Long-term effect of first-line injectable multiple sclerosis treatments: Input of a time-dependent propensity score.

Pharmacoepidemiol Drug Saf 2020 12 11;29(12):1680-1688. Epub 2020 Nov 11.

Pharmaco-epidemiology and health Services Research Department, Rennes University, EHESP, REPERES - EA 7449, Rennes, France.

Purpose: The long-term effect of beta-interferon and glatiramer acetate on multiple sclerosis (MS) disability progression has resulted in controversial results, probably due to a lack of appropriate control of biases as raised in observational studies. In particular, the time of the therapeutic decision is difficult to define when the controls are not treated.

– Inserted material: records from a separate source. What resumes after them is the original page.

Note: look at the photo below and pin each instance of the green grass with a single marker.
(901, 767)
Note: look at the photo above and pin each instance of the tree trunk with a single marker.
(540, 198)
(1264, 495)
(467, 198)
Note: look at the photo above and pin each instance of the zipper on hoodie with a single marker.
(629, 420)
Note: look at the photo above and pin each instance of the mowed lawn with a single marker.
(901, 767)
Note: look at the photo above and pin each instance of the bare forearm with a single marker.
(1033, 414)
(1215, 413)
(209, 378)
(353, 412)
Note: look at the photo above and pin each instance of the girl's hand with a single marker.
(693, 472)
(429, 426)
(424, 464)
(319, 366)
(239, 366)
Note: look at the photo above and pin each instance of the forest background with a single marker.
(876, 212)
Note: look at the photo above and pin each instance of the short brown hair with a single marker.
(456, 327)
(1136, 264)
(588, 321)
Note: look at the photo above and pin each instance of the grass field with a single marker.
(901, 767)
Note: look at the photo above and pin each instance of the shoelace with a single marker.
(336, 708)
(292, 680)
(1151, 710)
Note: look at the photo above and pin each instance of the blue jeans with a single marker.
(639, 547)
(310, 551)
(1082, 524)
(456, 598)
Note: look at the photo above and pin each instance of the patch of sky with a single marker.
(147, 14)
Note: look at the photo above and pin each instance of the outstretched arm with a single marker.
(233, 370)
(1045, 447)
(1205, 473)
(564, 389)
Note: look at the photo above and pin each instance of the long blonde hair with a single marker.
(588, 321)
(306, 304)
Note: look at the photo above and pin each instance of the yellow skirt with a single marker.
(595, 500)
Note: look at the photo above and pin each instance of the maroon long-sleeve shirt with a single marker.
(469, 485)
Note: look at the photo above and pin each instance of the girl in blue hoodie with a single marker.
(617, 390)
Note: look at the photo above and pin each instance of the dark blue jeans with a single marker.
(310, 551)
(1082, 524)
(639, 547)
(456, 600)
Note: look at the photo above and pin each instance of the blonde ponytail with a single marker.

Methods: This retrospective observational study was based on a series of patients from the MS expert center in Rennes, France. We used a time-dependent propensity score defined as the linear predictor of a Cox model estimating the hazard of being treated at each time from MS onset. The matching procedure resulted in two groups: patients matched as treated and as not yet treated. The restricted mean times (RMST) to reach a moderate level of disability or worsening of the disability were compared between the two groups in an intention-to-treat analysis.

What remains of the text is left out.